IG-Search: Step-Level Information Gain Rewards for Search-Augmented Reasoning

arXiv cs.AI / 4/17/2026

📰 NewsDeveloper Stack & InfrastructureModels & Research

Key Points

  • The paper introduces IG-Search, a reinforcement learning framework for search-augmented reasoning that uses step-level rewards instead of trajectory-level rewards.
  • It computes Information Gain at each search step by measuring how retrieved documents increase the model’s confidence in the gold answer versus a counterfactual baseline using random documents.
  • The step-level IG signal is fed back to the relevant search-query tokens via per-token advantage modulation in GRPO, enabling finer credit assignment across a rollout.
  • IG-Search avoids reliance on intermediate supervision or shared environment states by deriving its learning signal from the model’s own generation probabilities.
  • Experiments on seven multi-hop and single-hop QA benchmarks show improved exact match performance (avg EM 0.430 with Qwen2.5-3B), with gains especially strong on multi-hop tasks, while adding only ~6.4% training wall-clock time and no inference latency increase.

Abstract

Reinforcement learning has emerged as an effective paradigm for training large language models to perform search-augmented reasoning. However, existing approaches rely on trajectory-level rewards that cannot distinguish precise search queries from vague or redundant ones within a rollout group, and collapse to a near-zero gradient signal whenever every sampled trajectory fails. In this paper, we propose IG-Search, a reinforcement learning framework that introduces a step-level reward based on Information Gain (IG).
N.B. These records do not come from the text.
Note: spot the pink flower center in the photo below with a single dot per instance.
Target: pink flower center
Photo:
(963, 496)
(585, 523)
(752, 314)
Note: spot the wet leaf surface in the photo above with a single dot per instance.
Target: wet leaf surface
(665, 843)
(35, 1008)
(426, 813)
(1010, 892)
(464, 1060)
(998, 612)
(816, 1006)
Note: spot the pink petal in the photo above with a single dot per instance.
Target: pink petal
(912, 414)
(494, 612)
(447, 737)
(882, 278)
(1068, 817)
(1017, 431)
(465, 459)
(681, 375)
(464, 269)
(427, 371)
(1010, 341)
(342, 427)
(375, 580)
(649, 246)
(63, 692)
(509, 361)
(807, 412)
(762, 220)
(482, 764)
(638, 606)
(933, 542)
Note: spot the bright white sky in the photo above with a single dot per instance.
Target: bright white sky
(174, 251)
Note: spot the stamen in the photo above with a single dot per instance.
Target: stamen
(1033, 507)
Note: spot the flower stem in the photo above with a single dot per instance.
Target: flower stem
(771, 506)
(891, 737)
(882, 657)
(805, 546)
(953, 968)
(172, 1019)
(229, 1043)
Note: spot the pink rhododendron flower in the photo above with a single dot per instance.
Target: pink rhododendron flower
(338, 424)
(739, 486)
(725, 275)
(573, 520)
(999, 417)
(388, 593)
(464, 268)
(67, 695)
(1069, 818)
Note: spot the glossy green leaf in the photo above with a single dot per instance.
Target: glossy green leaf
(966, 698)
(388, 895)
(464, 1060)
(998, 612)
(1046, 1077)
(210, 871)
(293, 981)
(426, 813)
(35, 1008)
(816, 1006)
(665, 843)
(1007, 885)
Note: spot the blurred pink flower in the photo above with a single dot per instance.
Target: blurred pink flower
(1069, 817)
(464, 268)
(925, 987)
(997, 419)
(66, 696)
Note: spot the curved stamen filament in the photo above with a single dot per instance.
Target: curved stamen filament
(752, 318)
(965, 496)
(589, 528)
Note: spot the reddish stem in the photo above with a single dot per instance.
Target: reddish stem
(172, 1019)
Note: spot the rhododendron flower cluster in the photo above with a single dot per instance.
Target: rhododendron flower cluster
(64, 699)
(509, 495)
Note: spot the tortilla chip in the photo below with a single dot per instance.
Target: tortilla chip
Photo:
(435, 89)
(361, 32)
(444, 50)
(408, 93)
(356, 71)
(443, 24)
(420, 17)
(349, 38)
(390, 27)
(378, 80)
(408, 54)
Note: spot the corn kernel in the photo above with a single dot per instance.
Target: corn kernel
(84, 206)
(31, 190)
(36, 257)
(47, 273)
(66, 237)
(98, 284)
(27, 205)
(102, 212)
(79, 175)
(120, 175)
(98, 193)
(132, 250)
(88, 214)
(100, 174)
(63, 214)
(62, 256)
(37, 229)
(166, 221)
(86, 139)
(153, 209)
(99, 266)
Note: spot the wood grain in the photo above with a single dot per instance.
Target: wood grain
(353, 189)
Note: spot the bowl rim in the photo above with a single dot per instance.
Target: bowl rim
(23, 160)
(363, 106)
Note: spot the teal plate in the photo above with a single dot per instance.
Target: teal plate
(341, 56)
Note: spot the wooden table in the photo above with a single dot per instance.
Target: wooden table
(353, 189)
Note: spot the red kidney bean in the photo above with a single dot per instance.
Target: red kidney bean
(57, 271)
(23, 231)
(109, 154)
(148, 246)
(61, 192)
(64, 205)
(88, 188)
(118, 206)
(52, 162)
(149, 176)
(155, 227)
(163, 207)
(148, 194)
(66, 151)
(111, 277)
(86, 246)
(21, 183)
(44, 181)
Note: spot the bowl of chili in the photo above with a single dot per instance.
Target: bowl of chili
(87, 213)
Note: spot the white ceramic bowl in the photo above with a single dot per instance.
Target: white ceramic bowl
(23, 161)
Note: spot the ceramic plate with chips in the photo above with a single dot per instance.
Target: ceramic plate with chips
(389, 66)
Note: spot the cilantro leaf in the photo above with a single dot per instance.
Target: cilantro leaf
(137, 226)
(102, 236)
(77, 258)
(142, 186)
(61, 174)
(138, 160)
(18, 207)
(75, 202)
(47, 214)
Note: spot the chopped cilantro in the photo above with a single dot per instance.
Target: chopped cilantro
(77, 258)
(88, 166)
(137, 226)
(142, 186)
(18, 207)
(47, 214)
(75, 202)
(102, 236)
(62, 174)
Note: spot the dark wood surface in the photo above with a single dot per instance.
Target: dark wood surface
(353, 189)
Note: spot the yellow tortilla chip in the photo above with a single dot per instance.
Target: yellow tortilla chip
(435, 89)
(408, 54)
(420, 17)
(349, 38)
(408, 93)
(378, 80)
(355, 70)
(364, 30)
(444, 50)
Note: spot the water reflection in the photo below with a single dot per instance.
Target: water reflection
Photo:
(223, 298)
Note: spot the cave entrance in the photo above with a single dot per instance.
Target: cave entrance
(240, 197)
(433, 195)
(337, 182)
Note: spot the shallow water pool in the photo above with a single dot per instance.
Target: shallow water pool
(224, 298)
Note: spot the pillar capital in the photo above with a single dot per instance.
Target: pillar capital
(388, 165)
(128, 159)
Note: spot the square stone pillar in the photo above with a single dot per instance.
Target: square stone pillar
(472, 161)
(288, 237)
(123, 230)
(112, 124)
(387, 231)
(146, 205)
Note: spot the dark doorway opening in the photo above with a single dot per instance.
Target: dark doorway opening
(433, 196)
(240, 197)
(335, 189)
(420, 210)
For each search step, IG measures how much the retrieved documents improve the model's confidence in the gold answer relative to a counterfactual baseline of random documents, thereby reflecting the effectiveness of the underlying search query. This signal is fed back to the corresponding search-query tokens via per-token advantage modulation in GRPO, enabling fine-grained, step-level credit assignment within a rollout. Unlike prior step-level methods that require either externally annotated intermediate supervision or shared environment states across trajectories, IG-Search derives its signals from the policy's own generation probabilities, requiring no intermediate annotations beyond standard question-answer pairs. Experiments on seven single-hop and multi-hop QA benchmarks demonstrate that IG-Search achieves an average EM of 0.430 with Qwen2.5-3B, outperforming the strongest trajectory-level baseline (MR-Search) by 1.6 points and the step-level method GiGPO by 0.9 points on average across benchmarks, with particularly pronounced gains on multi-hop reasoning tasks. Despite introducing a dense step-level signal, IG-Search adds only ~6.4% to per-step training wall-clock time over the trajectory-level baseline and leaves inference latency unchanged, while still providing a meaningful gradient signal even when every sampled trajectory answers incorrectly.